Taking into account the described scenario, Figure 8 shows the number of located coordinators (%) versus the density of anchor coordinators N_{ r } within range. With clustertree topology and the LEACH algorithm, the number of located nodes is very low because ranging only can be done between parent and children. Results improve with LEACH algorithm and RCAPS solution because ranging can be done between parent and children and also between clusterchildren within the range of the same cluster. However, our clustering algorithm LACFA with RCAPS solution obtains better results than LEACH, because our algorithm increases the connectivity of the anchors coordinators. Also controlling the maximum number of anchor coordinators in a cluster (R_{max}) improves results. Best results are obtained with values of R_{max} between 7 and 10. For R_{max} = 7 and density of anchor nodes within range equal to 12, the number of located nodes is 50%; for density of anchor nodes within range equal to 30, the number of located nodes is 80%. Mesh topology is the upper limit because there are not limitations in the connectivity between nodes due to topology. In this case, the localization of all nodes (100%) is performed for density of anchor coordinators within the range equal to 10.

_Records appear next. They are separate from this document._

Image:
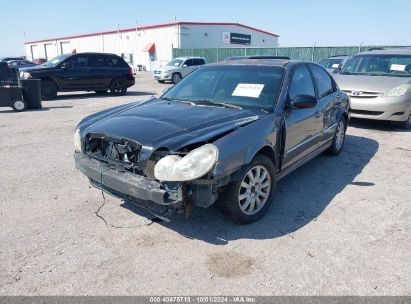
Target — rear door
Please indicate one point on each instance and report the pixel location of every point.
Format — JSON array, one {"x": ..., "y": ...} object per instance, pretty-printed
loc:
[
  {"x": 97, "y": 71},
  {"x": 303, "y": 126},
  {"x": 76, "y": 74},
  {"x": 328, "y": 102}
]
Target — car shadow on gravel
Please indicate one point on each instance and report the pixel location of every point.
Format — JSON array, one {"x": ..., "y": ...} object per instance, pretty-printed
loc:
[
  {"x": 300, "y": 199},
  {"x": 379, "y": 125},
  {"x": 87, "y": 95}
]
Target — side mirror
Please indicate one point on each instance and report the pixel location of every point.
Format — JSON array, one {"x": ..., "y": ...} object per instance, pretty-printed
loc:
[
  {"x": 336, "y": 67},
  {"x": 303, "y": 102}
]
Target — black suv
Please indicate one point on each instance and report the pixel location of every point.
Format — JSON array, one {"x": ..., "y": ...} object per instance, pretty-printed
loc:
[{"x": 82, "y": 72}]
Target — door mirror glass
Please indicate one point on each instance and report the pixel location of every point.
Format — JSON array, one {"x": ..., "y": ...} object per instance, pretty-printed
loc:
[{"x": 303, "y": 102}]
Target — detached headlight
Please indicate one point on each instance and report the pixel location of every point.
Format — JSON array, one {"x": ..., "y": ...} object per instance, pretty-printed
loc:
[
  {"x": 399, "y": 91},
  {"x": 77, "y": 141},
  {"x": 195, "y": 164},
  {"x": 25, "y": 75}
]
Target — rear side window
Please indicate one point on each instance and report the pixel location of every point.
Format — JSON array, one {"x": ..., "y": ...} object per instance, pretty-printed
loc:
[
  {"x": 301, "y": 83},
  {"x": 78, "y": 61},
  {"x": 189, "y": 62},
  {"x": 97, "y": 61},
  {"x": 116, "y": 62},
  {"x": 322, "y": 80},
  {"x": 198, "y": 61}
]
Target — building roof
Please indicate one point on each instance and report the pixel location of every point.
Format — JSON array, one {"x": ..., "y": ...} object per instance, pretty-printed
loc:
[{"x": 152, "y": 27}]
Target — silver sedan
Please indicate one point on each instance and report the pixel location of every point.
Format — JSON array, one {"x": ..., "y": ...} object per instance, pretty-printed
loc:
[{"x": 379, "y": 84}]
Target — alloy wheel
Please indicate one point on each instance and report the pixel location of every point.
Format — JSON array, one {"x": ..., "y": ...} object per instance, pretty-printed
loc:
[{"x": 254, "y": 190}]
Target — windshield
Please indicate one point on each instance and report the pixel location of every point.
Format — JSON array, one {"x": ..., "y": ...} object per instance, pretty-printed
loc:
[
  {"x": 176, "y": 62},
  {"x": 244, "y": 86},
  {"x": 56, "y": 60},
  {"x": 379, "y": 65},
  {"x": 331, "y": 63}
]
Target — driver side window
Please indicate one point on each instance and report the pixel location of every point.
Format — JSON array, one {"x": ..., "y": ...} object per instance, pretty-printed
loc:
[{"x": 301, "y": 83}]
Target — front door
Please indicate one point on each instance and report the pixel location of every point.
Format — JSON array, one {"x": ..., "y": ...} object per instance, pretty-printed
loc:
[{"x": 303, "y": 126}]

Figure 9 shows the Cumulative Distribution Function (CDF) of the position error for TOAbased ranging technique. For all the cases with our clustering algorithm LACFA, between 90 and 100% of the nodes have a position error less than 0.15 m. For mesh topology, the 100% of the nodes have an error less than 0.04 m.

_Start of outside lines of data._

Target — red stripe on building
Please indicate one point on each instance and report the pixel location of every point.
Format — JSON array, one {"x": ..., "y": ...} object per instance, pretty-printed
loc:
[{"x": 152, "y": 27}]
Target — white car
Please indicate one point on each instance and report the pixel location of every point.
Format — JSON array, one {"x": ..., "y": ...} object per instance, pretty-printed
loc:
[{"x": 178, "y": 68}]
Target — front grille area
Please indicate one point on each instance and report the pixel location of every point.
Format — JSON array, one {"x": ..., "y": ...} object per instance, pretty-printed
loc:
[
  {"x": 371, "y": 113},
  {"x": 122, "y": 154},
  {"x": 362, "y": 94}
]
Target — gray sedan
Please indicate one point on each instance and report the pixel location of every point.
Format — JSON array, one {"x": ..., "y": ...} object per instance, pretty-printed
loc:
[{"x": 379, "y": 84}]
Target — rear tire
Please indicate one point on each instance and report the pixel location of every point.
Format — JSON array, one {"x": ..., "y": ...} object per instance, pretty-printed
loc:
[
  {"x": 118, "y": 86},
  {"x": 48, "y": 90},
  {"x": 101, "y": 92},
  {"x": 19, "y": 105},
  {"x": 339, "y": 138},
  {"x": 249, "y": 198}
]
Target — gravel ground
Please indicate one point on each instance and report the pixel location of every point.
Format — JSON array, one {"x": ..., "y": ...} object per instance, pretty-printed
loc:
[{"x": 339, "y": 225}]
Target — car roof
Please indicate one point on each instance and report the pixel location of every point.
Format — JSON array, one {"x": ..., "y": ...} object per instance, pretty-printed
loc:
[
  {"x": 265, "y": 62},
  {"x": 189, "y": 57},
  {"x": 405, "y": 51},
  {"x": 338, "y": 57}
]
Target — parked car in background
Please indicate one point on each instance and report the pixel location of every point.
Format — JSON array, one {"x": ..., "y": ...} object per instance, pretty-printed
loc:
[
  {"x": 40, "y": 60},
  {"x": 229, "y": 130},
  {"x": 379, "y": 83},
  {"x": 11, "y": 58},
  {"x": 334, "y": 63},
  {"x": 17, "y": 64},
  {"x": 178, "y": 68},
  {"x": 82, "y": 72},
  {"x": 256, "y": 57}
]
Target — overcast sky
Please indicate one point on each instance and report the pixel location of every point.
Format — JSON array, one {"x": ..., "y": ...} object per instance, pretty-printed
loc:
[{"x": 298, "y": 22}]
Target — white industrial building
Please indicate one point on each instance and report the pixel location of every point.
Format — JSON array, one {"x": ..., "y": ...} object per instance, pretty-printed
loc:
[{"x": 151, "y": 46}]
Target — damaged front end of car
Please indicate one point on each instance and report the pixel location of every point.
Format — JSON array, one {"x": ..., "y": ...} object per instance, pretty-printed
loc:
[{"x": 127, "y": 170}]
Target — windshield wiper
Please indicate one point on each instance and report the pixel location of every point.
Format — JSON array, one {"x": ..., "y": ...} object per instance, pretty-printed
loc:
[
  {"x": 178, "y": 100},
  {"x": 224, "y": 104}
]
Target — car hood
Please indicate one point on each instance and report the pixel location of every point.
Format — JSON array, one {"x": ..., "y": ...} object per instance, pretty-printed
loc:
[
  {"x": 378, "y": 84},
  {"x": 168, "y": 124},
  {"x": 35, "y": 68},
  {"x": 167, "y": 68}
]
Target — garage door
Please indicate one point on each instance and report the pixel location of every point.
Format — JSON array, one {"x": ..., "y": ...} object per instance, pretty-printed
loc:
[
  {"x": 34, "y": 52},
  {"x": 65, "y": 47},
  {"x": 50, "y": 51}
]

The CDF of the position error for RSSIbased ranging technique is showed in Figure 10. The error increases for all the cases with respect to TOA CDF. With our clustering algorithm LACFA, between 90 and 100% of the nodes have a position error less than 1.8 m. For mesh topology, the 100% of the nodes have an error less than 0.8 m.
The histogram of the frequency that target nodes have anchor nodes within the range is represented in Figure 11. For LACFA with R_{max} = 7, the majority of target nodes are located with five anchor nodes within range and the maximum is 7. For LACFA with R_{max} = 10, the target nodes are located with higher number of anchor nodes until 10. However, for R_{max} = 32, the frequency is lower, and it is distributed for all the numbers of anchor nodes until 30. Therefore, the information of this figure explains that in Figures 9 and 10, for CDF of the cases with LACFA, the best results are obtained for R_{max} = 10.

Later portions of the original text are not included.